Mixture of Experts for Code-Switching and Mitigating Catastrophic Forgetting in Automatic Speech Recognition: A Case Study in Thai Colonoscopic Reporting

Arpanant Saeng-Xuto, Pasit Jakkrawankul, Krittamate Tiankanon, Kasenee Tiankanon, Natawut Nupairoj, Peerapon Vateekul

Published: 01 Jan 2025, Last Modified: 22 May 2025IEEE Access 2025EveryoneRevisionsBibTeXCC BY-SA 4.0

Abstract: During colonoscopy procedures, gastroenterologists operate equipment with both hands, making real-time documentation of abnormal findings impractical. This reliance on memory increases the risk of missed details and prolongs report generation. Speech recognition technology offers a potential solution, but existing models struggle with Thai-English code-switching and suffer from overfitting when fine-tuned on small datasets. To address these challenges, we propose an Automatic Speech Recognition (ASR) model enhanced with the Mixture of Experts (MoE) technique within Transformer decoder layers. This approach enables domain specialization in gastroenterology (GI) while preserving Thai language knowledge, improving code-switching performance and mitigating catastrophic forgetting. Additionally, our Named Entity Recognition (NER) model extracts and categorizes GI terms from transcriptions to streamline colonoscopic reporting.

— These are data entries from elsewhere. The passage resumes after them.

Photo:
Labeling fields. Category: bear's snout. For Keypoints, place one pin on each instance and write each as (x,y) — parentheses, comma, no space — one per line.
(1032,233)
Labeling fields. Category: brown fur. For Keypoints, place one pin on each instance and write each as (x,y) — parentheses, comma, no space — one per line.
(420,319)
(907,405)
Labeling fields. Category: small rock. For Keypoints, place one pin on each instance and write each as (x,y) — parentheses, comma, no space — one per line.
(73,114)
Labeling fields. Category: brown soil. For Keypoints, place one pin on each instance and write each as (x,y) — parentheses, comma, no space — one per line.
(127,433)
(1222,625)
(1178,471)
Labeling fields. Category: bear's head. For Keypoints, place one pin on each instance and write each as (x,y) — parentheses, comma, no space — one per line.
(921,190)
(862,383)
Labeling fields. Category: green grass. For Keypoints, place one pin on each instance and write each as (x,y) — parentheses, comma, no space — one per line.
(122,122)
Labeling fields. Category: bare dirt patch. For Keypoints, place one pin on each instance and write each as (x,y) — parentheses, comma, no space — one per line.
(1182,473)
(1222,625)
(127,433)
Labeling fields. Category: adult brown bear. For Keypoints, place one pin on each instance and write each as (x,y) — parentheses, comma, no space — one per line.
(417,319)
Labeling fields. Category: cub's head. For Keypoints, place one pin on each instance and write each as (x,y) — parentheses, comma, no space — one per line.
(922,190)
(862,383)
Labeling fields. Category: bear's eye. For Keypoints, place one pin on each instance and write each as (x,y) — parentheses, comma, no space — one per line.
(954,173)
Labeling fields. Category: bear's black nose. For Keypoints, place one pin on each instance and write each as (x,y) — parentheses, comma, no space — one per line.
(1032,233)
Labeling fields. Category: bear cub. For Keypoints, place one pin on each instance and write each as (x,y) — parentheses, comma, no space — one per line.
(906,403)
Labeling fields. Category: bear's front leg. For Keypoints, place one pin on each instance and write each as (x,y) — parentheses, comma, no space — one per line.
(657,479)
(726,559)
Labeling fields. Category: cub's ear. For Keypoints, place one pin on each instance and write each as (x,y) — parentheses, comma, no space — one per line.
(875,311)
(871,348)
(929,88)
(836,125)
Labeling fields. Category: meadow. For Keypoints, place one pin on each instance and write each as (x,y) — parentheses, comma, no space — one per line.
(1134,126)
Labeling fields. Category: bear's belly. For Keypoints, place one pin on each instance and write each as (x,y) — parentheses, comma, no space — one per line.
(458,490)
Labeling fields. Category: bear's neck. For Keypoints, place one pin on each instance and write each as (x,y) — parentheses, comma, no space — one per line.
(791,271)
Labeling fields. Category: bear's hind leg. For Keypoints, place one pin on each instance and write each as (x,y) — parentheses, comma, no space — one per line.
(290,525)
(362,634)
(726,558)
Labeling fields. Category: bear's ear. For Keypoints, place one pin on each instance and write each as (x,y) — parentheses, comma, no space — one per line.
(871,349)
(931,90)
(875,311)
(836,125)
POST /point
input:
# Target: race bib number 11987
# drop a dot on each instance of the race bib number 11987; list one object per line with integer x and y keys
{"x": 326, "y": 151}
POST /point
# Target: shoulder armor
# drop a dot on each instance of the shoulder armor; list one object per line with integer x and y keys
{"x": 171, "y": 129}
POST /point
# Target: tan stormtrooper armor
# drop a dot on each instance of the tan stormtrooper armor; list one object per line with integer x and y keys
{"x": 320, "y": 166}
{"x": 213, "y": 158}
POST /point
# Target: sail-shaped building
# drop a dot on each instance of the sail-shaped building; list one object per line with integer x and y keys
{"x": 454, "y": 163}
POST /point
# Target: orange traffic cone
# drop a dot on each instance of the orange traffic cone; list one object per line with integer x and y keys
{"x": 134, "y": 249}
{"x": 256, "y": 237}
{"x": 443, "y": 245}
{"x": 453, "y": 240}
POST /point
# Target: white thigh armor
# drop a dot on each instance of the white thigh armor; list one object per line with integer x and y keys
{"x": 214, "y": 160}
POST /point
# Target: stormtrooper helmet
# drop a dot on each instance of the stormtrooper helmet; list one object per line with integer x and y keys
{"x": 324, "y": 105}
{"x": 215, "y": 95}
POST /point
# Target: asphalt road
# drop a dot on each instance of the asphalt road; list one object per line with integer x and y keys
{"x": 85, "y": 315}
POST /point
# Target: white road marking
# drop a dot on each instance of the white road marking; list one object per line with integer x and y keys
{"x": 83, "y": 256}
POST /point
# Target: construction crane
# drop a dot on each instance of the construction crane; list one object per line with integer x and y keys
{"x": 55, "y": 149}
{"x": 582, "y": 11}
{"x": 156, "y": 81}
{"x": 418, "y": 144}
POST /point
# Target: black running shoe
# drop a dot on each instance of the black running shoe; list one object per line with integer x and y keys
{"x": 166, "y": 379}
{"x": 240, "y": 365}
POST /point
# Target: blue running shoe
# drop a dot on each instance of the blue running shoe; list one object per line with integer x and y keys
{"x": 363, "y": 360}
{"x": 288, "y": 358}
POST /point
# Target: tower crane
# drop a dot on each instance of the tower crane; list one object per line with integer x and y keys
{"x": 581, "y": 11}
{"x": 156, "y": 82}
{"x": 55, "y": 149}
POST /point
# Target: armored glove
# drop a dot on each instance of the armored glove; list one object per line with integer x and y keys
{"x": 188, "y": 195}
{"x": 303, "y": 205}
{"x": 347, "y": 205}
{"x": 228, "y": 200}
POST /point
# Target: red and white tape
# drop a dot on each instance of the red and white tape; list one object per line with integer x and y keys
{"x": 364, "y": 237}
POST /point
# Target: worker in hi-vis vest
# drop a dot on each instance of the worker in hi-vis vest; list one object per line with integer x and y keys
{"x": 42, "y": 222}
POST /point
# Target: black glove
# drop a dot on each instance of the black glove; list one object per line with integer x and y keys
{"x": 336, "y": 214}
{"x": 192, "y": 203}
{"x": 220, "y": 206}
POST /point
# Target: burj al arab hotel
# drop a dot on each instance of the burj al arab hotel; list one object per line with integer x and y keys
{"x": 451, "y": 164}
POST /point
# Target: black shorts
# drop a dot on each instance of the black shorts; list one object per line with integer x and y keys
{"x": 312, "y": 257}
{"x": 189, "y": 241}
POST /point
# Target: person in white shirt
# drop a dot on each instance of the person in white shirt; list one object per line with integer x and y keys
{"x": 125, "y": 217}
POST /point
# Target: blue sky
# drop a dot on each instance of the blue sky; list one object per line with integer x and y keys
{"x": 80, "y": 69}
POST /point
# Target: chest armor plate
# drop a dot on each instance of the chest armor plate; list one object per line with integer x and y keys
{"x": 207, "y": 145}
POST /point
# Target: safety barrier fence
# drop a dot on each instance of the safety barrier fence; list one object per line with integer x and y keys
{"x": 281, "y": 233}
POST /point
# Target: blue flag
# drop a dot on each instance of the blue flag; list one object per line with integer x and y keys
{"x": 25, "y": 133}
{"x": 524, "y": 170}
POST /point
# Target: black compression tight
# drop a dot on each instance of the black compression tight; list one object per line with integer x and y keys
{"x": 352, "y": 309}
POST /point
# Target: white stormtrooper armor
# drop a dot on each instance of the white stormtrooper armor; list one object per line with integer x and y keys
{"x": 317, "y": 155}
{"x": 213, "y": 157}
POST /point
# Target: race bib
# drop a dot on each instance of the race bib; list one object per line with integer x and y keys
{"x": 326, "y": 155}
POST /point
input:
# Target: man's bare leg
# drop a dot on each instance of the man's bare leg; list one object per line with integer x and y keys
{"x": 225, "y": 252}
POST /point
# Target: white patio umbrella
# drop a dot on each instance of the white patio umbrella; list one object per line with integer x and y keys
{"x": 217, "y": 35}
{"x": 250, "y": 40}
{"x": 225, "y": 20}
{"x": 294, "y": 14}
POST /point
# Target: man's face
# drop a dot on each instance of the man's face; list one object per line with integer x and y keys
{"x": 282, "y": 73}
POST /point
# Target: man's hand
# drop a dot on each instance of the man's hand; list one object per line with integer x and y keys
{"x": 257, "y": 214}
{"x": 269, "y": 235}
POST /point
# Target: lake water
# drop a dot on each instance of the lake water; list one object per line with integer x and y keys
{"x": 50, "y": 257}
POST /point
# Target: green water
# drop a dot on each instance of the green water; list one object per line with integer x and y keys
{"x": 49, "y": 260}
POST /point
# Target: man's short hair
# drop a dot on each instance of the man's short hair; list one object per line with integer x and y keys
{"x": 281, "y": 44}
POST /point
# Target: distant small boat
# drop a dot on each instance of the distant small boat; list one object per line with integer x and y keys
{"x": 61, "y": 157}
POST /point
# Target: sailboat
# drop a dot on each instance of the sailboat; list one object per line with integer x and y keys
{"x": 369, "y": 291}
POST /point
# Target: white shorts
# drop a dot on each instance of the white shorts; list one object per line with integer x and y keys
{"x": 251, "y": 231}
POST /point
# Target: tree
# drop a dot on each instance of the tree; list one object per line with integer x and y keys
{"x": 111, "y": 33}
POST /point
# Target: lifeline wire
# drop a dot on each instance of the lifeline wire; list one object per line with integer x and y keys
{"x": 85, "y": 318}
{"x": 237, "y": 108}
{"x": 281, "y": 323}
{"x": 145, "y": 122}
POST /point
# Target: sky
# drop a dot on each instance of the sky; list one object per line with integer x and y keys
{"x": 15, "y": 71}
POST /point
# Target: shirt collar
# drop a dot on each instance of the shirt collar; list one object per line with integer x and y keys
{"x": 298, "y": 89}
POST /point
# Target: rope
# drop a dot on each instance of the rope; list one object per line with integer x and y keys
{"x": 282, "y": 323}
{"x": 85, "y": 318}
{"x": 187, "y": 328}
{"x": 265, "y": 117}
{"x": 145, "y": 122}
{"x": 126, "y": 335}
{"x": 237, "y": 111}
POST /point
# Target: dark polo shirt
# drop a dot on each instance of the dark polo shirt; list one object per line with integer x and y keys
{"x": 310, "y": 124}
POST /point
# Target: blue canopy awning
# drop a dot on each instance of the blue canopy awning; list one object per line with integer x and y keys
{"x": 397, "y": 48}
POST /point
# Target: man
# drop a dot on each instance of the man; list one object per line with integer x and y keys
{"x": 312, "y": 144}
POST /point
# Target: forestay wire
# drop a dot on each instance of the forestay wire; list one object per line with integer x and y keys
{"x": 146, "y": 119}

Experimental results show that our MoE-ASR model achieves low word error rates (WER) (GI: 1.31%, Thai: 2.06%), with high medical term recall (MTR: 96.53%) and non-medical term recall (NTR: 95.85%), outperforming baseline models. The NER model also demonstrates strong performance, achieving precision (96.16%), recall (96.06%), and F1-score (95.11%). These results highlight the effectiveness of our approach in improving real-time documentation, reducing reliance on memory, and enhancing the efficiency of colonoscopic reporting.